Quede para otra ocasión analizar con alguna atención las conexiones que las dos novelas posteriores de Posse. El viajero de Agartha (1989) y La reina del Plata (1990), mantienen con las que acabamos de examinar.

Por lo que respecta a la primera, baste decir que en ella el narrador sigue los pasos del padre (Walter Werner) del protagonista de los demonios ocultos (Alberto Werner Lorca) en su peregrinar hasta el Tibet en busca del «Vril», la fuerza secreta -con la que Hitler conseguiría dar un giro a su previsible derrota-, instalada más allá de la mítica puerta que da acceso a lo infinito. La experiencia, que concluye con la muerte del enajenado caminante cuando cree haber llegado a su destino, recoge supuestamente el texto del diario escrito por el propio Alberto, «crónica del delirio y de la final "Gotterdamerung (p. 184), al que tiene acceso su hijo.

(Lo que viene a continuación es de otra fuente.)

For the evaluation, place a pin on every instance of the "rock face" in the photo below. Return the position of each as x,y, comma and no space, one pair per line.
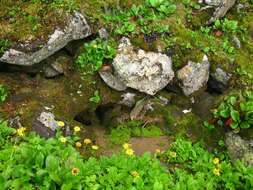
56,65
77,28
45,124
222,9
239,148
218,81
211,2
146,72
194,76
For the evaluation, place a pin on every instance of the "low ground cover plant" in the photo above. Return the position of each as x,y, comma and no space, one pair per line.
30,162
236,111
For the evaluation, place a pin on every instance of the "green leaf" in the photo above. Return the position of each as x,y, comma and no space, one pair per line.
39,160
235,115
234,125
232,100
52,163
244,125
224,113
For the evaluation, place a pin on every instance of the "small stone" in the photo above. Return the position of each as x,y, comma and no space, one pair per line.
194,76
45,124
218,81
128,99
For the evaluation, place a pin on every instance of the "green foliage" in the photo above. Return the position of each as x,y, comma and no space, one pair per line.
123,132
149,131
193,167
120,134
227,26
162,6
4,45
143,18
3,93
36,163
5,132
94,53
236,111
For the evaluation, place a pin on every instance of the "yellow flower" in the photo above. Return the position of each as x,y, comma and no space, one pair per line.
60,123
78,144
94,147
21,131
130,152
216,171
216,161
63,139
77,129
87,141
173,154
126,146
135,174
75,171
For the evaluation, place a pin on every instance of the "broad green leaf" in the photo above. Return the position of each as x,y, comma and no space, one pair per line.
52,163
235,115
244,125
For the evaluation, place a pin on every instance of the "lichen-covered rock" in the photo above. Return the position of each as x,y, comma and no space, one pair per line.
77,28
221,10
45,124
194,76
218,81
56,65
128,99
239,148
146,72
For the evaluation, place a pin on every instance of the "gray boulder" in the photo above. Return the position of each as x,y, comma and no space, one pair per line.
193,76
239,149
146,72
45,124
218,81
77,28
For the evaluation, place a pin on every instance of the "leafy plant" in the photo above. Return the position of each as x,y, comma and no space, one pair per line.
3,93
123,132
162,6
191,166
4,45
94,53
236,111
36,163
5,132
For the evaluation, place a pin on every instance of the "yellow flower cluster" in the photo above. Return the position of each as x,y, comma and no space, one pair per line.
216,170
128,149
21,131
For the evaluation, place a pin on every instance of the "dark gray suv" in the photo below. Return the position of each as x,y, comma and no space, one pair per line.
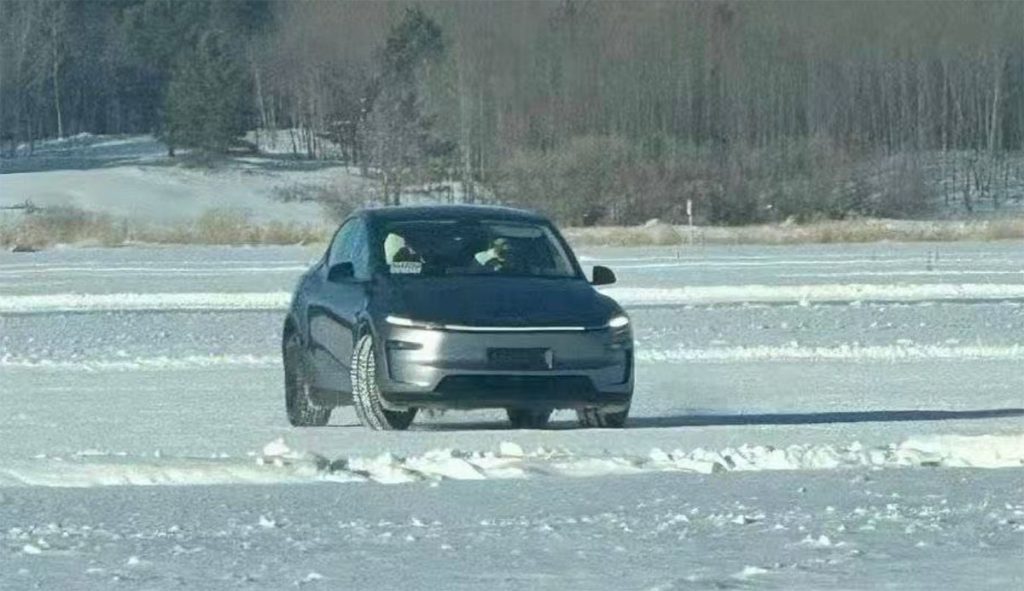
455,307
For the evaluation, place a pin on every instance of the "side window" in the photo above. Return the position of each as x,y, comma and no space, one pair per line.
360,252
350,245
341,247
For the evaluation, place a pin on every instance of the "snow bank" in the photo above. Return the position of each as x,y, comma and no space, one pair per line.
280,464
806,294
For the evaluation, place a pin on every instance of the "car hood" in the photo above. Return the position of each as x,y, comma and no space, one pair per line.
500,301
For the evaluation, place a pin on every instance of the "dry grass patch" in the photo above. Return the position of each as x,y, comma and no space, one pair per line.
46,227
859,230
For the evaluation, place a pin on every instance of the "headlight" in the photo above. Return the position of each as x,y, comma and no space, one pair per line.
619,322
409,323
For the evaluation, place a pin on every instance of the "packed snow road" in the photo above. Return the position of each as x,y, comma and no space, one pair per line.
772,385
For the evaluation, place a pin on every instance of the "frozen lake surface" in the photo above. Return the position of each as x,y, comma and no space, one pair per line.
793,405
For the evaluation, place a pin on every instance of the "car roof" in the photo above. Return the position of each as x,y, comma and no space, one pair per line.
469,212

En La reina del Plata Posse ha centrado como nunca antes la meta de su observación en la Argentina, tal vez consciente de que el apasionamiento por lo esotérico empezaba a desbordarle. Concebida como un moderado «collage», la novela es una selección de sucesos relacionados con la gran urbe porteña desde los años de Yrigoyen hasta un hoy posterior a una gran «Reforma» que ha instaurado un nuevo Orden en el país. Hay un proceso de succión hacia él de los que se obstinan en permanecer fuera del sistema, los «externos». Pero obsérvese que no se trata de una mera dialéctica política: los «externos» son más que liberales al uso: son gentes que aun sueñan con el tiempo sagrado, con lo Abierto. El sistema enunciativo, aunque más versátil y más impávido, tiene ciertas concomitancias con el del cruel Rinoceronte de Ionesco. Se vive en una época en la que la vieja «Historia» ha sido abolida pero sólo para ser sustituida por la emanada de una implacable organización orwelliana.

Narración hecha con minucioso lenguaje, desde el yo de un rebelde que camina hacia la domesticación, La reina del Plata muestra la verdadera y siniestra cara de la utopía en el reino de este mundo, porque, como advierte Borges: «el mundo desgraciadamente es real»14.

¿Es eso todo? No, sin duda alguna. Tan amarga experiencia no puede invalidar la irrenunciable metafísica en la que aspiran a situarse tantos personajes de Posse, el eje siempre en progreso que articula la búsqueda de «lo Superior», «lo Primordial», «lo Otro». Todo apoyado en episodios constituidos en torno a las obsesiones inmediatas del novelista: Argentina, España, el dolor y la magia de la Conquista, la perplejidad ante los modelos de sociedad anteriores al desmoronamiento del Este.

Malva E. Filer, a propósito de Los perros del paraíso, ha hablado de «anti-utopía en la que encarna la re-escritura crítica e irreverente»15, destructora de la imagen del Paraíso perdido o la Edad de Oro. Sin duda las novelas de Posse cumplen una misión desmitificadora de la historia, y no sólo en lo que a los países hispánicos se refiere. Pero claro está que no son esas grandes lanzadas a un muerto su fundamental objetivo. Su meta es el propio espectáculo humano, grotesco a veces, siempre, a la larga, emocionante o patético: el de los iluminados místicos o nietscheanos, los abrumados y los emancipados, incapaces de escapar a la tantálica fe en lo que está por encima de sus vidas.

Ningún parangón con los antihéroes del «boom» tienen estas criaturas literarias que circulan por textos que muestran una de las cotas más altas del arte de contar en el ámbito de la narrativa contemporánea de lengua española, fruto de la cuidadosa espontaneidad de un escritor que -como dice de sí mismo el Agustín de La boca del tigre- no sabe ser elusivo. Un escritor dueño de una seguridad estilística proclive a crear el goce de la palabra sin transformarla nunca en fetiche.